Done: Paul Eggert <eggert <at> cs.ucla.edu>

Bug is archived. No further changes may be made.

To add a comment to this bug, you must first unarchive it, by sending
a message to control AT debbugs.gnu.org, with unarchive 24009 in the body.
You can then email your comments to 24009 AT debbugs.gnu.org in the normal way.

Toggle the display of automated, internal messages from the tracker.

View this report as an mbox folder, status mbox, maintainer mbox


Report forwarded to bug-grep <at> gnu.org:
bug#24009; Package grep. (Sat, 16 Jul 2016 16:59:02 GMT) Full text and rfc822 format available.

Acknowledgement sent to Norihiro Tanaka <noritnk <at> kcn.ne.jp>:
New bug report received and forwarded. Copy sent to bug-grep <at> gnu.org. (Sat, 16 Jul 2016 16:59:02 GMT) Full text and rfc822 format available.

Message #5 received at submit <at> debbugs.gnu.org (full text, mbox):

From: Norihiro Tanaka <noritnk <at> kcn.ne.jp>
To: <bug-grep <at> gnu.org>
Subject: [PATCH] grep: use fastmap in regex
Date: Sun, 17 Jul 2016 01:57:30 +0900
[Message part 1 (text/plain, inline)]
sed and gawk use fastmap in regex, but grep does not.  By using fastmap,
I expect that grep speeds up for patterns as regex is used.

before:
$ time -p env LC_ALL=ja_JP.eucjp src/grep '\([a-b]\)\1' k
real 7.83
user 7.62
sys 0.07

after:
$ time -p env LC_ALL=ja_JP.eucjp src/grep '\([a-b]\)\1' k
real 0.46
user 0.38
sys 0.07

However, if grep uses fastmap, fails in case-fold-titlecase test.  It
means that grep's behavior differ from sed and gawk, as they use fastmap,
although it seems to be a bug in regex.
[0001-grep-use-fastmap-in-regex.patch (text/plain, attachment)]

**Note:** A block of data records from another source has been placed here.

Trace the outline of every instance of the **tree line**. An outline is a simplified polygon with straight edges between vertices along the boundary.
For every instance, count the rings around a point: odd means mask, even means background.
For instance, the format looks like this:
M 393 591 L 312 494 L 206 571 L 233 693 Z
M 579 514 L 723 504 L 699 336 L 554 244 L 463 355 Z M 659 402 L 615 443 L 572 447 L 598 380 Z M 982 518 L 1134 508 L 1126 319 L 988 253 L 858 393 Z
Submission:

Information forwarded to bug-grep <at> gnu.org:
bug#24009; Package grep. (Sat, 16 Jul 2016 20:08:01 GMT) Full text and rfc822 format available.

Message #8 received at submit <at> debbugs.gnu.org (full text, mbox):

From: "Jens Schleusener" <Jens.Schleusener <at> t-online.de>
To: bug-grep <at> gnu.org
Subject: Re: bug#24009: [PATCH] grep: use fastmap in regex
Date: Sat, 16 Jul 2016 22:06:53 +0200 (CEST)
Hi Norihiro.

> sed and gawk use fastmap in regex, but grep does not.  By using fastmap,
> I expect that grep speeds up for patterns as regex is used.
>
> before:
> $ time -p env LC_ALL=ja_JP.eucjp src/grep '\([a-b]\)\1' k
> real 7.83
> user 7.62
> sys 0.07
>
> after:
> $ time -p env LC_ALL=ja_JP.eucjp src/grep '\([a-b]\)\1' k
> real 0.46
> user 0.38
> sys 0.07
>
> However, if grep uses fastmap, fails in case-fold-titlecase test.  It
> means that grep's behavior differ from sed and gawk, as they use fastmap,
> although it seems to be a bug in regex.

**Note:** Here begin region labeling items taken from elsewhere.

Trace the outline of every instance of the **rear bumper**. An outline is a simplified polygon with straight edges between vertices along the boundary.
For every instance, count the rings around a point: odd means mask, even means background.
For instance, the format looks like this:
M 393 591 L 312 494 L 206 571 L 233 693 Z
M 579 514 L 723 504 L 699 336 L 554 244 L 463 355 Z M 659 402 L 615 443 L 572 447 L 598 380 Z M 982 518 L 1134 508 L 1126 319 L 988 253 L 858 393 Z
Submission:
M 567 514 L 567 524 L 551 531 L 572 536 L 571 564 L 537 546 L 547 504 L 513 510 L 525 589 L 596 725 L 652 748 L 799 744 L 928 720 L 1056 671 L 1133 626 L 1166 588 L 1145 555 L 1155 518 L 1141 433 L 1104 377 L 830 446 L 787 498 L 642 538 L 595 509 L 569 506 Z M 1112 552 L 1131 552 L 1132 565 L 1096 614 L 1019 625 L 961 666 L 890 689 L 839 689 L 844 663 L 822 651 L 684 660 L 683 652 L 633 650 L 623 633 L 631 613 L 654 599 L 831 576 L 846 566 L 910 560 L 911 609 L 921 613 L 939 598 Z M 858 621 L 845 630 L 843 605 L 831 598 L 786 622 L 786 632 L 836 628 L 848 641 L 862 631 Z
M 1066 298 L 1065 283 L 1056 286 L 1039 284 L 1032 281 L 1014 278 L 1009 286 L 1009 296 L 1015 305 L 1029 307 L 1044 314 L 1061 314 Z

Wow, that is a spectacular speed improvement. Since I use grep with regex 
patterns heavily in some of my scripts I could not resist to make some 
first simple tests (including your example pattern with a back reference). 
The non-representative results using grep 2.25 shows a gain of a factor 
5-10 (while the unpatched self-compiled grep 2.25 itself was already a 
factor 1.4-2.8 faster than the grep 2.16 offered by the OS (OpenSUSE Leap 
42.1). At least in my tests all the grep outputs  were identical.

By the way I had to remove one of the two "=" in your patch otherwise gcc 
issued an error (but caution, I am a C-layman).

Regards

Jens




Information forwarded to bug-grep <at> gnu.org:
bug#24009; Package grep. (Sun, 17 Jul 2016 00:56:02 GMT) Full text and rfc822 format available.

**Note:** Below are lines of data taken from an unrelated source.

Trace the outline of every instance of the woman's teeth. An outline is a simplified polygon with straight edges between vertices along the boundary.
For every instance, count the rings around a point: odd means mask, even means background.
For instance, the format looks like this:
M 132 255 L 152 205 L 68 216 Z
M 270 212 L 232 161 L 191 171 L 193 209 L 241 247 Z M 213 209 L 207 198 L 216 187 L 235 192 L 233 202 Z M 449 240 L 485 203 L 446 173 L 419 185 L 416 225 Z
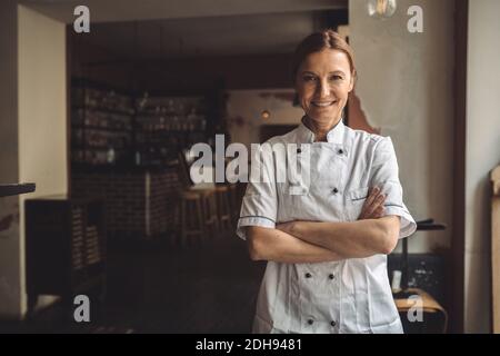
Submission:
M 326 108 L 329 107 L 331 105 L 336 103 L 336 101 L 329 101 L 329 102 L 312 102 L 313 106 L 316 107 L 320 107 L 320 108 Z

Message #11 received at 24009 <at> debbugs.gnu.org (full text, mbox):

From: Norihiro Tanaka <noritnk <at> kcn.ne.jp>
To: "Jens Schleusener" <Jens.Schleusener <at> t-online.de>
Cc: 24009 <at> debbugs.gnu.org
Subject: Re: bug#24009: [PATCH] grep: use fastmap in regex
Date: Sun, 17 Jul 2016 09:55:00 +0900
[Message part 1 (text/plain, inline)]
On Sat, 16 Jul 2016 22:06:53 +0200 (CEST)
"Jens Schleusener" <Jens.Schleusener <at> t-online.de> wrote:

> Wow, that is a spectacular speed improvement. Since I use grep with
> regex patterns heavily in some of my scripts I could not resist to
> make some first simple tests (including your example pattern with a
> back reference). The non-representative results using grep 2.25 shows
> a gain of a factor 5-10 (while the unpatched self-compiled grep 2.25
> itself was already a factor 1.4-2.8 faster than the grep 2.16 offered
> by the OS (OpenSUSE Leap 42.1). At least in my tests all the grep
> outputs  were identical.

I believe that cases to speed up by this patch is not so much, as grep
makes a lot of other optimizations.  In fact, I spent a little time to
make a test case to demonstrate to speed up by this patch.  So I have an
interest with what kind of test cases you could confirm to speed up by
this patch.

> By the way I had to remove one of the two "=" in your patch otherwise
> gcc issued an error (but caution, I am a C-layman).

Thanks, I fixed it.  I made a mistake before sending the patch.  Of
course, "=" should be one.
[0001-grep-use-fastmap-in-regex.patch (text/plain, attachment)]

Information forwarded to bug-grep <at> gnu.org:
bug#24009; Package grep. (Sun, 17 Jul 2016 10:22:02 GMT) Full text and rfc822 format available.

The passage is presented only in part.